A Little History about Alexandrite
The name “Alexandrite” is due to the gem being named after Tsar Alexander II of Russia. The first deposit of Alexandrite was found in the Ural Mountains of Russia in the 1830s, reportedly in an area noted for Emerald mining. Given that Emerald was being mined, we already had beryllium and chromium in the neighborhood. With candlelight being the source of artificial light in those days, the color change was easily noticed—there were no neon, L.E.D. or fluorescent lights in those days to confuse the issue of color change.

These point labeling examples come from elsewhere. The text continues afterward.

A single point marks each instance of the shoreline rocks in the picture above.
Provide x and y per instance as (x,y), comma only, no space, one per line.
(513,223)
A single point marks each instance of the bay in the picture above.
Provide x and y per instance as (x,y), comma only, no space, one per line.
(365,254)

A number of authors state that the colors Red and Green are the colors of the Imperial Russian Guard and that in turn this gave Alexandrite, which turns from Red to Green, its start towards being named after the young Emperor: Alexander II. In any case the Alexander II must have liked the association with the gem since he obviously made no attempt to curtail the use of the name. Freedom of speech and freedom of the press were not notable aspects of Imperial Russia.
Relatively recent finds of Alexandrite include Russia, Tanzania, India, Ceylon and Brazil. The most attractive Alexandrite gems, in my opinion, have been the stones from Nova Era, Brazil (pictured at right). Nova Era stones tend to have a more distinct color change and each of the color phases is more attractive than is displayed by gems from other locations. The Nova Era discovery took place nearby to Emerald mines mimicking the original discovery in Russia. I was lucky enough to be in Brazil in 1987 during the Nova Era discovery and it was so exciting it was almost beyond belief. This was the first time in anybody’s memory that large Alexandrite gems were available in good quantity and at comparatively reasonable prices. It was a fine and crazy time.
For many of the past 40 years the biggest, most ardent market for Alexandrite has been Japan, followed by Europe. However, during that same 40 year period gem collectors from the USA and many other parts of Asia have come under the spell of Alexandrite.